Mesmo rudimentares, muitos desses experimentos ajudaram a motivar inovações na forma como humanos e computadores podem interagir – como, por exemplo, um computador programado para “ouvir” uma pergunta e responder de forma que pareça confiável e real enquanto reutiliza palavras e ideias da pergunta original.

Outros buscaram treinar computadores para gerar obras originais de prosa e poesia com um mix de normas e palavras geradas aleatoriamente. Nos anos 80, por exemplo, dois programadores publicaram o livro The Policeman’s Beard Is Half Constructed, apresentado como o primeiro completamente escrito por um computador.

Mas essas demonstrações disfarçaram uma revolução mais profunda que ocorria no mundo do PNL. Com o aumento exponencial do poder dos computadores e um conjunto cada vez maior de trabalhos que surgiam em formatos legíveis por máquinas, foi possível criar modelos cada vez mais sofisticados que quantificavam a probabilidade de correlações entre palavras.

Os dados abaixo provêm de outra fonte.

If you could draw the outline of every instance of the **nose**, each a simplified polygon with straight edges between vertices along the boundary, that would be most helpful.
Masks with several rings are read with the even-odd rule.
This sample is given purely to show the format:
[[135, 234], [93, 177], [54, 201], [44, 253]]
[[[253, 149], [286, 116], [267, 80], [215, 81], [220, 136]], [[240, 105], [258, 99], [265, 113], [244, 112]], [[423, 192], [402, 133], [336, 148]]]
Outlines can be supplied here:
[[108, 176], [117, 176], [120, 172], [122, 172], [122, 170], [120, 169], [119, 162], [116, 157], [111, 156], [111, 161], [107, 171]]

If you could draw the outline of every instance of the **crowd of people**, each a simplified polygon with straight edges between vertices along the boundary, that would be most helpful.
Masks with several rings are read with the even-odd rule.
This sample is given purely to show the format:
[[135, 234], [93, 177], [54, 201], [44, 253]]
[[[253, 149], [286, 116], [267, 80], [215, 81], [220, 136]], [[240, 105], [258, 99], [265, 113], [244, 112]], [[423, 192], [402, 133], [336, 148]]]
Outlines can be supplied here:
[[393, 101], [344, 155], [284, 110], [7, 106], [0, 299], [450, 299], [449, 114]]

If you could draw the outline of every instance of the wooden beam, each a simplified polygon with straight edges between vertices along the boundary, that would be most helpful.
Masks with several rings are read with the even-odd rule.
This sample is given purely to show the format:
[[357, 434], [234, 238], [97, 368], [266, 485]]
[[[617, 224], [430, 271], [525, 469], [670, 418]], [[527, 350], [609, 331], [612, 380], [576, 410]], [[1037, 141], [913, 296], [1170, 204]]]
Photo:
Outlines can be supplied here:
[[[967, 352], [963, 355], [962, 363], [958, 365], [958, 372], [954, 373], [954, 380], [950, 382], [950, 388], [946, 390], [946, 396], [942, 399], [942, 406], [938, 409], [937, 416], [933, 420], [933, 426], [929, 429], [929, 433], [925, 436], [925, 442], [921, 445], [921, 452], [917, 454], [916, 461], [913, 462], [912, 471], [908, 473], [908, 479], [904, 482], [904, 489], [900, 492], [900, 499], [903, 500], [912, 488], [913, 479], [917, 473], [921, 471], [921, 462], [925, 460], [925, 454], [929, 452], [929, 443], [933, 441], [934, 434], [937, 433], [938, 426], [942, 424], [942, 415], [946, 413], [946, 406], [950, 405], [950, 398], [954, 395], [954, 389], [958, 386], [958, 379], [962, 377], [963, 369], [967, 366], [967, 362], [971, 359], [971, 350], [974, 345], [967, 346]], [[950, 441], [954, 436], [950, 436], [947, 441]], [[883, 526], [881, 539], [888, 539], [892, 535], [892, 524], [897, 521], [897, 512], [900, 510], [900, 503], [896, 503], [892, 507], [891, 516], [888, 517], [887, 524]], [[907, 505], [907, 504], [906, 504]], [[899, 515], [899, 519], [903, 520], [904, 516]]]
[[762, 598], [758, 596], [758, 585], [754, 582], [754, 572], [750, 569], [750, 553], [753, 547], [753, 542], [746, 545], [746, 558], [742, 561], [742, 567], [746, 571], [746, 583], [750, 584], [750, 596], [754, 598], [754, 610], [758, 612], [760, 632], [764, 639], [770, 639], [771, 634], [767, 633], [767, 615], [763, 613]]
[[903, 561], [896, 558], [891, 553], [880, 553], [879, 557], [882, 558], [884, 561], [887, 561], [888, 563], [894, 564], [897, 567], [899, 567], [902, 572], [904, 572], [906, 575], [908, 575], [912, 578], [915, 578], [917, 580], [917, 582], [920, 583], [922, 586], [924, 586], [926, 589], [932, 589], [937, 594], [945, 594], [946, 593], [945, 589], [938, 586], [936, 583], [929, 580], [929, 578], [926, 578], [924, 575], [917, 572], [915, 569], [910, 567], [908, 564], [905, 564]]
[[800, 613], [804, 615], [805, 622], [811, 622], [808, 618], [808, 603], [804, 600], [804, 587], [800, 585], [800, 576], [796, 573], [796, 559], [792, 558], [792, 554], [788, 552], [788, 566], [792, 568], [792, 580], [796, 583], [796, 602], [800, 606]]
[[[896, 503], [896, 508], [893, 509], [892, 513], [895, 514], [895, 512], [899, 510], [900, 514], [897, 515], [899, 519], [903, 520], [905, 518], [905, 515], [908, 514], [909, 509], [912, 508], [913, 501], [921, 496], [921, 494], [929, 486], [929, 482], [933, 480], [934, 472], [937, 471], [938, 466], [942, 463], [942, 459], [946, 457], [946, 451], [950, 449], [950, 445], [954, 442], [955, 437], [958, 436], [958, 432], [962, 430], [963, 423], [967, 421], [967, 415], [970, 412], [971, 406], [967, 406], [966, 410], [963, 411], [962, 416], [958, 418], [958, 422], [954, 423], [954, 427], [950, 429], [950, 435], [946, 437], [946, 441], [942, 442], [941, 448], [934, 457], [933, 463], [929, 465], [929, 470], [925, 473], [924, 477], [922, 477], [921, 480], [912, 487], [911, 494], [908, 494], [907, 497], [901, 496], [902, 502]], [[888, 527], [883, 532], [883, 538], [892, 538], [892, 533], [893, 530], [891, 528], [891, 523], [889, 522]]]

Essa fase, que certa vez foi apropriadamente descrita como “intensa filtragem de dados”, decolou com o advento da internet, que ofereceu um conjunto em constante crescimento de textos que poderiam ser usados para derivar diretrizes “suaves” e probabilísticas que permitem a um computador compreender as nuances da linguagem.

Em vez de “normas” definidas que visavam prever cada permuta linguística, a nova abordagem estatística era mais flexível e frequentemente mais correta.

A proliferação de chatbots comerciais cresceu a partir desta pesquisa, assim como outras aplicações: reconhecimento linguístico básico, software de tradução, características de autocorreção onipresentes e outras características agora comuns de nossas vidas cada vez mais digitais. Mas qualquer um que já discutiu com um atendente virtual sabe que os limites definitivamente existem.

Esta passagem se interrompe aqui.